Digital marketers are drowning in data – more data than they have time to absorb and leverage. Marketers and their analyst counterparts typically use analytics solutions to distill data into “reports” used quarterly, weekly, or via self-serve access. Reports are a mainstay of digital marketing but are merely a rear-view mirror into what has already happened.
Bridging the Chasm Between Reports and Actions
Reports often fail to bring about decisions and actions because their consumers don’t pay them enough attention. However, the failures can also be due to missing skills on the part of report consumers. They may lack the analytical skills to interpret what’s happening and/or the domain knowledge to know what actions to take. In this article, we’ll explore how prescriptive analytics bridges the chasm between reports and actions by eliminating the human effort and prerequisite skills required to reach insights and decide what actions to take.
Prescriptive analytics is an advanced form of analytics that goes beyond reporting to deliver explicit decisions and recommended actions that can greatly improve a marketing team’s efficiency and revenue outcomes.
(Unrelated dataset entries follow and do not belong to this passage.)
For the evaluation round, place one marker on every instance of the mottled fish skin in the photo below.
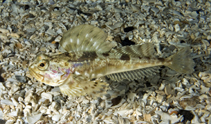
(79, 71)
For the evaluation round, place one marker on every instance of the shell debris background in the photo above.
(28, 27)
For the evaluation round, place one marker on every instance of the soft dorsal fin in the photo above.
(85, 38)
(144, 50)
(134, 75)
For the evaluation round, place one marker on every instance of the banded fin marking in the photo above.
(134, 75)
(146, 50)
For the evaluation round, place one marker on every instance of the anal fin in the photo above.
(94, 88)
(134, 75)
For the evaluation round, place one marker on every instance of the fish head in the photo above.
(50, 70)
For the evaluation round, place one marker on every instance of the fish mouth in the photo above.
(35, 75)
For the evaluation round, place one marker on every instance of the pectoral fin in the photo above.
(94, 88)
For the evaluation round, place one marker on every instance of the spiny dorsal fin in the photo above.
(144, 50)
(85, 38)
(134, 75)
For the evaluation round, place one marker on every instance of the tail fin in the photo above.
(182, 62)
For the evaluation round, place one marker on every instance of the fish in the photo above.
(89, 58)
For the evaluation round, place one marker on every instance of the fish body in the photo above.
(89, 58)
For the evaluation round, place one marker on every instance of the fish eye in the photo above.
(43, 65)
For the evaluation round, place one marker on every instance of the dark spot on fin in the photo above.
(127, 42)
(105, 54)
(116, 101)
(128, 29)
(125, 57)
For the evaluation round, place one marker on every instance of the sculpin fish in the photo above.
(89, 57)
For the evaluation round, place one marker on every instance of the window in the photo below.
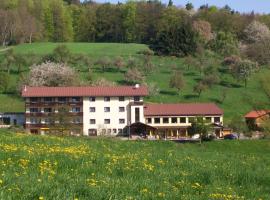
(165, 120)
(216, 119)
(208, 119)
(33, 99)
(137, 114)
(107, 98)
(121, 121)
(75, 99)
(76, 120)
(92, 132)
(121, 109)
(92, 109)
(47, 121)
(92, 99)
(62, 99)
(107, 109)
(34, 121)
(183, 120)
(121, 98)
(33, 109)
(137, 98)
(157, 120)
(174, 120)
(47, 110)
(76, 109)
(47, 99)
(120, 131)
(92, 121)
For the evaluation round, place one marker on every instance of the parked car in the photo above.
(231, 137)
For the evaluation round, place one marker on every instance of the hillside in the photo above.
(238, 99)
(47, 167)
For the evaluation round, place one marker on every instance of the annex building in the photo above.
(115, 110)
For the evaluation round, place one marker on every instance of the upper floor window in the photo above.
(62, 99)
(92, 121)
(174, 120)
(165, 120)
(33, 99)
(216, 119)
(121, 121)
(92, 109)
(47, 99)
(107, 109)
(107, 121)
(121, 109)
(107, 98)
(137, 98)
(157, 120)
(75, 99)
(76, 109)
(47, 109)
(33, 109)
(121, 98)
(92, 99)
(183, 120)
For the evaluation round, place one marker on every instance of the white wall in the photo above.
(114, 115)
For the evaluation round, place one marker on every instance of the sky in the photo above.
(243, 6)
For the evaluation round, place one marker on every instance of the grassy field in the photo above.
(44, 167)
(238, 101)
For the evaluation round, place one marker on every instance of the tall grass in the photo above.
(40, 167)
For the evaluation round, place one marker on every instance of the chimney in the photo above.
(137, 86)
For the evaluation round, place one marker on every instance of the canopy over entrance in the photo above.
(139, 128)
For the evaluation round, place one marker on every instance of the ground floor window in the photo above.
(92, 132)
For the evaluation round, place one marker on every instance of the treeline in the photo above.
(139, 22)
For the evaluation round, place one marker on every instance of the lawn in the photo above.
(238, 101)
(47, 167)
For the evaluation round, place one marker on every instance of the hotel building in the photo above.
(110, 111)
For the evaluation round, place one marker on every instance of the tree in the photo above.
(224, 43)
(256, 32)
(178, 40)
(133, 75)
(177, 81)
(4, 82)
(199, 88)
(243, 69)
(189, 6)
(203, 28)
(61, 54)
(198, 126)
(52, 74)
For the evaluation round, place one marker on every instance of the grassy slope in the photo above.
(69, 168)
(236, 103)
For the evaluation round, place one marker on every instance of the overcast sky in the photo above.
(261, 6)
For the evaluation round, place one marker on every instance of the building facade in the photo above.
(111, 111)
(88, 110)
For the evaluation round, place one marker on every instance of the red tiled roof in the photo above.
(84, 91)
(257, 113)
(188, 109)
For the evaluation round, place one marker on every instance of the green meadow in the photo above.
(48, 167)
(238, 101)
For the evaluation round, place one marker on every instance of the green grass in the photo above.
(70, 168)
(92, 49)
(237, 102)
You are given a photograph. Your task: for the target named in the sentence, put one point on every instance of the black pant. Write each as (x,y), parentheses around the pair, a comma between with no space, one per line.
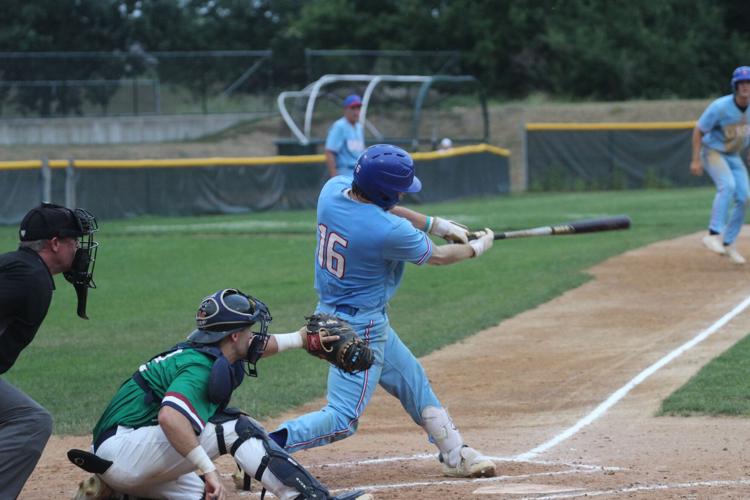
(25,428)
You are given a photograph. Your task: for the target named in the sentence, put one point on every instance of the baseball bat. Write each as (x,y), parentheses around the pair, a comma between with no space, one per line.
(575,227)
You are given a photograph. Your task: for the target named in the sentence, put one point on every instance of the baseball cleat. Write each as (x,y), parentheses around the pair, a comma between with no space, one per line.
(734,255)
(92,488)
(470,464)
(713,243)
(354,495)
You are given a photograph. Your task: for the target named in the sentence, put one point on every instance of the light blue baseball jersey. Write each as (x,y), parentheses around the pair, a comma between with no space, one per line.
(725,126)
(361,250)
(348,142)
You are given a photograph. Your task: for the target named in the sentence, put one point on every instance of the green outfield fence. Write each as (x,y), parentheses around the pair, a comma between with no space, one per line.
(194,186)
(585,156)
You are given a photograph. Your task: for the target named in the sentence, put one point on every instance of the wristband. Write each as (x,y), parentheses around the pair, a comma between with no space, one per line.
(286,341)
(479,246)
(201,460)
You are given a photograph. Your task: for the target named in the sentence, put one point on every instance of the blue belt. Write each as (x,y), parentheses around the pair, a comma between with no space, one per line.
(343,308)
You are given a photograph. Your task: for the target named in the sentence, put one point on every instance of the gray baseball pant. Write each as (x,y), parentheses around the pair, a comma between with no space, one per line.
(25,428)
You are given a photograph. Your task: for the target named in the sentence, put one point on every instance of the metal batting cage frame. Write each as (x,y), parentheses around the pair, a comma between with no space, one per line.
(304,134)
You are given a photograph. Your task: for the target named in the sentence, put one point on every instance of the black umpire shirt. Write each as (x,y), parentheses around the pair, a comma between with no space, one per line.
(25,294)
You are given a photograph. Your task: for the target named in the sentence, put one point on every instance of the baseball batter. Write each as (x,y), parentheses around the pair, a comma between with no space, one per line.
(363,243)
(720,135)
(167,423)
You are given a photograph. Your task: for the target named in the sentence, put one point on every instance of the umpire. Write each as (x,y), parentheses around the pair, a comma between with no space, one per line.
(53,240)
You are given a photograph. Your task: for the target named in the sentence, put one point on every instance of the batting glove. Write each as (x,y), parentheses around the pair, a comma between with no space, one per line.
(448,230)
(484,241)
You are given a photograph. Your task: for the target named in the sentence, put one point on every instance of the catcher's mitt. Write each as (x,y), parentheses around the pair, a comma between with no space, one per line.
(348,353)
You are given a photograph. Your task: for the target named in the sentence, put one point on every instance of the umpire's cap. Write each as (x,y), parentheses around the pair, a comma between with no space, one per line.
(49,220)
(225,312)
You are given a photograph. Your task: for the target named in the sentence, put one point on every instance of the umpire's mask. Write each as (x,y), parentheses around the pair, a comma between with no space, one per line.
(81,273)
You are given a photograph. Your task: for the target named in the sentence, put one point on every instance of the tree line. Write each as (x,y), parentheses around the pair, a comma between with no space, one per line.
(567,49)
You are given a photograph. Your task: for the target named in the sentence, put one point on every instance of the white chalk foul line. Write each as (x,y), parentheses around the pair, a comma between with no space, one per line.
(433,456)
(624,390)
(444,482)
(645,487)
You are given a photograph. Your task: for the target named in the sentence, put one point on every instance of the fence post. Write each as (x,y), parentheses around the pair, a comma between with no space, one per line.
(46,178)
(70,184)
(135,97)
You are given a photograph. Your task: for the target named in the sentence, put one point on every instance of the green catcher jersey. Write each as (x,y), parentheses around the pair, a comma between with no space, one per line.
(178,379)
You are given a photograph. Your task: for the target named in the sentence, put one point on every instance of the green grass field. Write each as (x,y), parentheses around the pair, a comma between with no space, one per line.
(152,273)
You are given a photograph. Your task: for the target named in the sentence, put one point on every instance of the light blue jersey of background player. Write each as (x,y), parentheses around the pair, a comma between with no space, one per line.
(720,135)
(345,140)
(362,248)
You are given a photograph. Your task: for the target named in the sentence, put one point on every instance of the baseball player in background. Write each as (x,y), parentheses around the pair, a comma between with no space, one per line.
(346,139)
(720,135)
(167,423)
(363,243)
(53,240)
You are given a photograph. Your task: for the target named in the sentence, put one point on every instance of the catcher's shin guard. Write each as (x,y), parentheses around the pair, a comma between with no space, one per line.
(280,464)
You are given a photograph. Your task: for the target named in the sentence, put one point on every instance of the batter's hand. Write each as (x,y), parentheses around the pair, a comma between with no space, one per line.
(483,242)
(696,167)
(449,230)
(214,489)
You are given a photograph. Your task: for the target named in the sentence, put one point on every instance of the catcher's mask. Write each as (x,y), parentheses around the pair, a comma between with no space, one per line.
(228,311)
Prescriptive analytics is an evolutionary step beyond predictive analytics that answers not only the questions, “What happened?”, “Why did that happen?”, and “What will happen next?” - but also “What should I do about it?”
Reports generally rely on descriptive and possibly predictive analytics but lack explicit directives on what to do next. And reports have other limitations, starting with lack of transparency and cognitive bias. According to a June 2022 Gartner survey exploring the role of marketing analytics in decision making, “One-third of respondents reported that decision makers cherry-pick data to try to tell a story that aligns with their preconceived decision or opinion.” The Gartner survey went on to cite data integration issues, data access restrictions, and process/workflow issues as top challenges. Prescriptive analytics eliminates or mitigates all those challenges by delivering explicit, prioritized directives on what actions to take next.
Why Digital Marketing is Ideal for Prescriptive Analytics
Digital marketing encompasses a continuous cycle of goal setting, strategy, tactics, execution, and measurement across multiple teams and platforms. There are many “handoffs” involved - from managers to their teams, from paid media managers to their agencies, to the individual practitioners “living” in the ad platforms. (And let’s face it, not every client gets the agency’s superstar assigned to their account.)
In 2022, digital ad campaigns running on paid media platforms (Google Ads, Microsoft Ads, Amazon, Facebook, LinkedIn, and TikTok) consumed half a trillion dollars of advertisers’ money, with an estimated 30% or more of that wasted. According to the February 2022 edition of The CMO Survey, 57% of marketing budgets were allocated to digital marketing. Yet 30% of marketers surveyed said they experience average-to-no returns on their digital marketing investments.
Bottom line: digital marketing is costly, tedious, and too often unaccountable to business goals. The reality is, managing the ongoing execution of digital ads can be overwhelming. There are hundreds or thousands of optimization opportunities hiding deep within the different ad platforms, with conditions changing dynamically. That’s far too many for humans to process, so they simply do what they can with the time they have available … then spin a nice “report” to justify their (lackluster) results.
What Prescriptive Analytics Bring to the Party
A prescriptive analytics solution for digital marketing optimization, like Condati’s Quant Marketer, goes far beyond integrating and reporting data from disparate sources (though it does all that). It provides continuous intelligence and decision support to the digital marketing practitioner. Prescriptive analytics reveals which specific optimizations will have the highest impact on desired business outcomes, and what actions need to be taken to maximize returns.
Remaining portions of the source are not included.